BY PUINAMUDT FOR DEBATES INDÍGENAS
Oil exploitation in the region of Loreto has affected the environment, the roles of the ecosystems, health, and the ways of life of indigenous communities. The Quechua, Achuar, Urarina, Kichwa, and Kukama peoples, together known as the Puinamudt organization, are fighting for their right to prior consultation to be respected in view of the forthcoming concession for an operator to exploit Lot 192.

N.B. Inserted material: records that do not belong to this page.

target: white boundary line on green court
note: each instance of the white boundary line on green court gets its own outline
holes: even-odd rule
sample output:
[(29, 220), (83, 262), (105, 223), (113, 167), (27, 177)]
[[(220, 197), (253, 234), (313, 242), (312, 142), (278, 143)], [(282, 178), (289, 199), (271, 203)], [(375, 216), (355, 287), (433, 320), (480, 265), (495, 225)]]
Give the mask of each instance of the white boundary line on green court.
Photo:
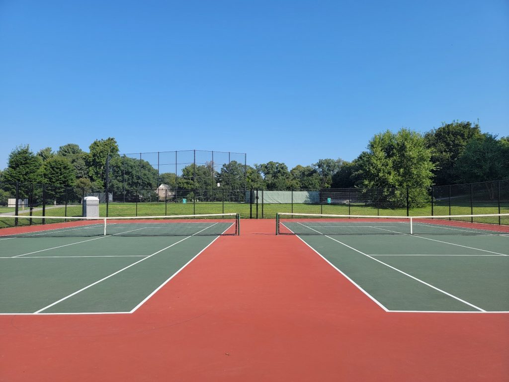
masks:
[(505, 256), (505, 255), (481, 255), (479, 254), (478, 255), (437, 255), (434, 254), (377, 254), (377, 255), (370, 255), (370, 256), (437, 256), (438, 257), (446, 257), (450, 256), (470, 256), (471, 257), (476, 257), (477, 256), (484, 257), (484, 256), (495, 256), (496, 257), (500, 257), (501, 256)]
[(142, 261), (145, 261), (147, 259), (150, 258), (151, 257), (152, 257), (152, 256), (153, 256), (155, 255), (157, 255), (157, 254), (160, 253), (160, 252), (162, 252), (162, 251), (165, 251), (165, 250), (167, 250), (168, 248), (170, 248), (173, 247), (174, 245), (175, 245), (178, 244), (180, 242), (182, 242), (184, 240), (187, 240), (187, 239), (188, 239), (190, 237), (192, 237), (193, 236), (194, 236), (195, 235), (197, 235), (197, 234), (199, 234), (200, 232), (201, 232), (202, 231), (205, 231), (207, 228), (209, 228), (211, 227), (213, 227), (213, 226), (215, 226), (216, 224), (217, 224), (217, 223), (214, 223), (212, 226), (210, 226), (210, 227), (207, 227), (206, 228), (204, 228), (203, 230), (199, 231), (197, 232), (196, 232), (195, 233), (193, 233), (191, 236), (186, 236), (186, 237), (184, 237), (182, 240), (179, 240), (178, 241), (177, 241), (176, 242), (175, 242), (173, 244), (172, 244), (171, 245), (168, 245), (167, 247), (165, 247), (164, 248), (163, 248), (162, 250), (159, 250), (157, 252), (154, 252), (152, 254), (149, 255), (148, 256), (147, 256), (146, 257), (145, 257), (144, 258), (142, 259), (141, 260), (139, 260), (137, 261), (135, 261), (135, 262), (133, 263), (132, 264), (131, 264), (130, 265), (129, 265), (127, 266), (124, 267), (124, 268), (122, 268), (121, 269), (117, 270), (116, 272), (114, 272), (114, 273), (112, 273), (111, 275), (109, 275), (106, 276), (106, 277), (103, 277), (102, 279), (101, 279), (101, 280), (97, 280), (95, 282), (92, 283), (92, 284), (90, 284), (89, 285), (87, 285), (87, 286), (86, 286), (86, 287), (84, 287), (83, 288), (82, 288), (81, 289), (79, 289), (79, 290), (77, 290), (75, 292), (74, 292), (73, 293), (72, 293), (70, 294), (69, 294), (69, 295), (68, 295), (67, 296), (66, 296), (65, 297), (63, 297), (62, 298), (61, 298), (60, 299), (58, 300), (58, 301), (55, 301), (55, 302), (49, 304), (49, 305), (44, 307), (44, 308), (41, 308), (39, 310), (37, 310), (37, 311), (34, 312), (34, 314), (38, 314), (41, 313), (41, 312), (42, 312), (43, 311), (46, 310), (46, 309), (48, 309), (49, 308), (51, 308), (51, 307), (53, 306), (54, 305), (56, 305), (56, 304), (61, 303), (62, 302), (64, 301), (64, 300), (67, 299), (69, 297), (72, 297), (73, 296), (74, 296), (74, 295), (75, 295), (76, 294), (77, 294), (78, 293), (80, 293), (81, 292), (82, 292), (83, 290), (85, 290), (86, 289), (88, 289), (89, 288), (90, 288), (91, 287), (94, 286), (96, 284), (99, 284), (99, 283), (100, 283), (100, 282), (101, 282), (102, 281), (104, 281), (104, 280), (106, 280), (107, 279), (109, 279), (110, 277), (112, 277), (113, 276), (115, 276), (116, 275), (117, 275), (117, 274), (120, 273), (121, 272), (122, 272), (122, 271), (123, 271), (124, 270), (125, 270), (126, 269), (128, 269), (128, 268), (130, 268), (131, 267), (133, 266), (133, 265), (135, 265), (136, 264), (140, 263)]
[[(224, 233), (224, 232), (225, 232), (227, 231), (228, 231), (229, 229), (230, 229), (231, 228), (232, 226), (233, 226), (233, 224), (232, 223), (230, 226), (230, 227), (229, 227), (228, 228), (227, 228), (225, 230), (224, 230), (222, 232), (222, 233)], [(180, 272), (181, 270), (182, 270), (184, 268), (185, 268), (186, 266), (187, 266), (187, 265), (189, 265), (189, 263), (190, 263), (191, 261), (192, 261), (193, 260), (194, 260), (194, 259), (195, 259), (196, 257), (197, 257), (198, 256), (202, 253), (202, 252), (203, 252), (204, 251), (205, 251), (207, 248), (208, 248), (209, 247), (210, 247), (211, 245), (212, 245), (212, 243), (213, 243), (214, 241), (215, 241), (216, 240), (217, 240), (217, 239), (218, 239), (219, 237), (219, 236), (217, 236), (214, 240), (213, 240), (212, 241), (211, 241), (210, 243), (209, 243), (207, 245), (207, 247), (206, 247), (203, 250), (202, 250), (199, 252), (198, 252), (198, 253), (197, 253), (195, 256), (194, 256), (192, 259), (191, 259), (191, 260), (190, 260), (187, 263), (186, 263), (185, 264), (184, 264), (184, 265), (183, 265), (182, 267), (180, 269), (179, 269), (178, 270), (177, 270), (176, 272), (175, 272), (175, 273), (174, 273), (173, 275), (172, 275), (171, 276), (170, 276), (164, 283), (163, 283), (160, 285), (159, 285), (158, 287), (157, 287), (157, 288), (156, 288), (155, 290), (154, 290), (149, 295), (148, 295), (147, 297), (146, 297), (145, 298), (144, 298), (143, 300), (139, 304), (138, 304), (137, 305), (136, 305), (135, 307), (134, 307), (134, 308), (133, 308), (133, 309), (130, 312), (129, 312), (129, 313), (134, 313), (134, 312), (135, 312), (138, 309), (138, 308), (139, 308), (140, 307), (141, 307), (150, 297), (151, 297), (152, 296), (153, 296), (154, 294), (155, 294), (155, 293), (159, 289), (160, 289), (161, 288), (162, 288), (163, 286), (164, 286), (164, 285), (165, 285), (168, 283), (168, 282), (169, 282), (171, 280), (172, 280), (172, 279), (173, 279), (174, 277), (175, 277), (175, 276), (176, 276), (179, 273), (180, 273)]]
[[(143, 230), (144, 228), (136, 228), (135, 230), (131, 230), (130, 231), (126, 231), (122, 233), (126, 233), (126, 232), (132, 232), (133, 231), (139, 231), (139, 230)], [(101, 236), (99, 237), (94, 237), (93, 239), (88, 239), (87, 240), (83, 240), (81, 241), (76, 241), (75, 243), (71, 243), (70, 244), (65, 244), (63, 245), (59, 245), (58, 247), (53, 247), (51, 248), (46, 248), (45, 250), (41, 250), (40, 251), (35, 251), (33, 252), (29, 252), (28, 253), (24, 253), (22, 255), (18, 255), (15, 256), (11, 256), (11, 258), (14, 258), (16, 257), (20, 257), (21, 256), (24, 256), (26, 255), (33, 255), (34, 253), (39, 253), (39, 252), (44, 252), (45, 251), (49, 251), (50, 250), (55, 250), (57, 248), (62, 248), (64, 247), (69, 247), (69, 245), (74, 245), (75, 244), (79, 244), (80, 243), (84, 243), (87, 241), (92, 241), (93, 240), (97, 240), (98, 239), (102, 239), (105, 237), (110, 237), (112, 236), (116, 236), (116, 235), (120, 235), (120, 233), (116, 233), (115, 235), (110, 235), (109, 236)]]
[[(426, 239), (426, 240), (431, 240), (433, 241), (437, 241), (439, 243), (443, 243), (444, 244), (449, 244), (451, 245), (456, 245), (457, 247), (461, 247), (463, 248), (468, 248), (470, 250), (475, 250), (475, 251), (481, 251), (483, 252), (488, 252), (489, 253), (494, 253), (495, 255), (500, 255), (503, 256), (507, 256), (504, 253), (500, 253), (499, 252), (494, 252), (493, 251), (488, 251), (488, 250), (482, 250), (480, 248), (475, 248), (473, 247), (467, 247), (467, 245), (462, 245), (461, 244), (456, 244), (455, 243), (450, 243), (448, 241), (443, 241), (441, 240), (437, 240), (436, 239), (432, 239), (430, 237), (424, 237), (423, 236), (419, 236), (419, 235), (409, 235), (408, 233), (405, 233), (405, 232), (400, 232), (397, 231), (392, 231), (391, 230), (385, 229), (385, 228), (380, 228), (379, 227), (374, 227), (374, 228), (376, 228), (377, 229), (382, 230), (382, 231), (388, 231), (389, 232), (394, 232), (395, 233), (399, 233), (402, 235), (406, 235), (410, 237), (420, 237), (421, 239)], [(311, 229), (313, 229), (312, 228)], [(315, 231), (315, 230), (313, 230)], [(318, 231), (317, 231), (318, 232)]]
[[(304, 226), (304, 227), (307, 227), (306, 226), (305, 226), (304, 225), (302, 224), (302, 223), (299, 223), (299, 224), (301, 224), (302, 225)], [(309, 228), (309, 227), (307, 227), (307, 228)], [(371, 259), (372, 260), (374, 260), (375, 261), (377, 261), (377, 262), (380, 263), (380, 264), (382, 264), (384, 265), (385, 265), (386, 266), (387, 266), (389, 268), (390, 268), (391, 269), (392, 269), (395, 270), (397, 272), (399, 272), (400, 273), (401, 273), (401, 274), (402, 274), (403, 275), (404, 275), (405, 276), (407, 276), (407, 277), (410, 278), (411, 279), (412, 279), (415, 280), (416, 281), (417, 281), (417, 282), (418, 282), (419, 283), (421, 283), (421, 284), (423, 284), (425, 285), (429, 286), (430, 288), (432, 288), (432, 289), (435, 289), (435, 290), (437, 290), (437, 291), (438, 291), (439, 292), (443, 293), (444, 294), (445, 294), (445, 295), (446, 295), (447, 296), (449, 296), (449, 297), (452, 297), (452, 298), (454, 298), (454, 299), (455, 299), (456, 300), (458, 300), (458, 301), (460, 301), (460, 302), (463, 303), (463, 304), (466, 304), (467, 305), (468, 305), (469, 306), (470, 306), (470, 307), (471, 307), (472, 308), (473, 308), (474, 309), (477, 309), (480, 312), (484, 312), (484, 313), (486, 312), (486, 311), (484, 309), (482, 309), (482, 308), (479, 308), (478, 306), (474, 305), (473, 304), (471, 304), (470, 303), (469, 303), (468, 301), (465, 301), (465, 300), (460, 298), (460, 297), (458, 297), (457, 296), (455, 296), (454, 294), (451, 294), (448, 293), (448, 292), (446, 292), (444, 290), (442, 290), (442, 289), (440, 289), (439, 288), (437, 288), (437, 287), (436, 287), (436, 286), (435, 286), (434, 285), (432, 285), (431, 284), (429, 284), (429, 283), (427, 283), (426, 281), (421, 280), (420, 279), (418, 279), (417, 278), (415, 277), (415, 276), (412, 276), (411, 275), (409, 275), (409, 274), (407, 274), (407, 273), (406, 273), (405, 272), (404, 272), (403, 270), (401, 270), (401, 269), (399, 269), (397, 268), (392, 266), (392, 265), (389, 265), (388, 264), (386, 264), (383, 261), (381, 261), (380, 260), (378, 260), (378, 259), (375, 259), (374, 257), (372, 257), (369, 255), (366, 255), (366, 254), (364, 253), (363, 252), (361, 252), (361, 251), (359, 251), (358, 250), (355, 249), (355, 248), (354, 248), (352, 247), (350, 247), (350, 245), (348, 245), (347, 244), (345, 244), (345, 243), (343, 243), (343, 242), (342, 242), (341, 241), (340, 241), (340, 240), (336, 240), (336, 239), (334, 239), (333, 237), (331, 237), (330, 236), (328, 236), (327, 235), (323, 235), (323, 234), (321, 233), (319, 231), (317, 231), (316, 230), (313, 229), (313, 228), (311, 228), (311, 229), (313, 230), (313, 231), (315, 231), (316, 232), (318, 232), (318, 233), (320, 233), (321, 235), (323, 235), (323, 236), (325, 236), (325, 237), (328, 237), (331, 240), (333, 240), (334, 241), (336, 241), (336, 242), (338, 242), (340, 244), (342, 244), (342, 245), (344, 245), (346, 247), (350, 248), (351, 250), (355, 251), (356, 252), (358, 252), (358, 253), (360, 253), (361, 255), (363, 255), (364, 256), (366, 256), (366, 257), (369, 257), (369, 258)], [(299, 238), (300, 238), (299, 237)], [(388, 311), (388, 310), (387, 310), (387, 311)]]
[(98, 255), (96, 256), (93, 255), (90, 256), (25, 256), (24, 257), (0, 257), (0, 259), (16, 259), (16, 260), (20, 259), (59, 259), (61, 257), (63, 258), (80, 258), (81, 257), (146, 257), (149, 256), (148, 255)]
[[(302, 225), (304, 225), (303, 224)], [(285, 227), (286, 227), (286, 226), (285, 226)], [(304, 226), (304, 227), (305, 227), (305, 226)], [(293, 231), (292, 231), (292, 230), (291, 230), (289, 227), (287, 227), (286, 228), (291, 232), (293, 232)], [(295, 233), (295, 232), (293, 232), (293, 233)], [(326, 258), (325, 258), (325, 256), (324, 256), (323, 255), (322, 255), (322, 254), (321, 254), (320, 252), (319, 252), (316, 249), (315, 249), (312, 247), (311, 247), (311, 245), (310, 245), (309, 244), (308, 244), (307, 243), (306, 243), (302, 237), (301, 237), (298, 235), (297, 235), (296, 236), (297, 236), (297, 237), (298, 238), (299, 238), (299, 239), (303, 243), (304, 243), (306, 245), (307, 245), (307, 247), (308, 247), (311, 249), (312, 251), (313, 251), (314, 252), (315, 252), (315, 253), (316, 253), (318, 256), (319, 256), (320, 257), (321, 257), (322, 259), (323, 259), (324, 260), (325, 260), (325, 261), (326, 261), (327, 262), (327, 263), (328, 263), (328, 264), (329, 265), (330, 265), (334, 269), (335, 269), (336, 270), (337, 270), (338, 272), (339, 272), (340, 274), (341, 274), (345, 279), (346, 279), (349, 281), (350, 281), (351, 283), (352, 283), (352, 284), (353, 284), (354, 285), (355, 285), (355, 287), (357, 287), (357, 288), (358, 289), (359, 289), (359, 290), (360, 290), (363, 293), (364, 293), (364, 294), (365, 294), (366, 296), (367, 296), (370, 298), (370, 299), (371, 299), (372, 301), (373, 301), (374, 303), (375, 303), (376, 304), (377, 304), (377, 305), (378, 305), (378, 306), (379, 306), (380, 308), (381, 308), (382, 309), (383, 309), (386, 312), (388, 312), (389, 311), (389, 310), (387, 309), (385, 306), (384, 306), (384, 305), (383, 305), (383, 304), (382, 304), (380, 302), (379, 302), (378, 300), (377, 300), (374, 297), (373, 297), (371, 294), (370, 294), (369, 293), (367, 293), (367, 292), (366, 292), (365, 290), (364, 290), (362, 288), (362, 287), (360, 286), (360, 285), (359, 285), (358, 284), (357, 284), (355, 281), (354, 281), (353, 280), (352, 280), (351, 278), (350, 278), (348, 276), (347, 276), (346, 274), (344, 273), (342, 270), (341, 270), (341, 269), (340, 269), (337, 266), (336, 266), (333, 264), (332, 264), (331, 262), (330, 262), (330, 261), (329, 261)]]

According to the 2007 Census, there are more than 4 million Indigenous people in Peru: 83.11% are Quechua, 10.92% Aymara, 1.67% Asháninka and 4.31% belong to other Amazonian Indigenous peoples. The Indigenous or Native Peoples Database (BDPI) reports the existence of 55 Indigenous peoples in the country speaking 47 Indigenous languages.
On the other hand, 21% of the national territory is covered by mining concessions, and these overlap with 47.8% of the territory of the peasant communities. Furthermore, 75% of the Peruvian Amazon is covered by hydrocarbon concessions. The overlapping of rights to communal territories, the enormous pressure from the extractive industries, the absence of land-use planning and the lack of any effective implementation of prior consultation are all exacerbating territorial and socio-environmental conflicts in Peru, a country that has signed and ratified Convention 169 of the International Labour Organization (ILO) and which voted in favour of the UN Declaration on the Rights of Indigenous Peoples in 2007.
Prior consultation for lot 192 in 2015. Photo: PUINAMUDT.
In Peru, the Bagua Massacre prompted the adoption of the ILO Convention 169 in response to local demands and international pressure. However, far from respecting the communities’ decision, this has led to simulations of consultations that prevent the Indigenous Peoples from exercising their right to autonomy and self-determination. The consultation process, as outlined by the State, has become a threat.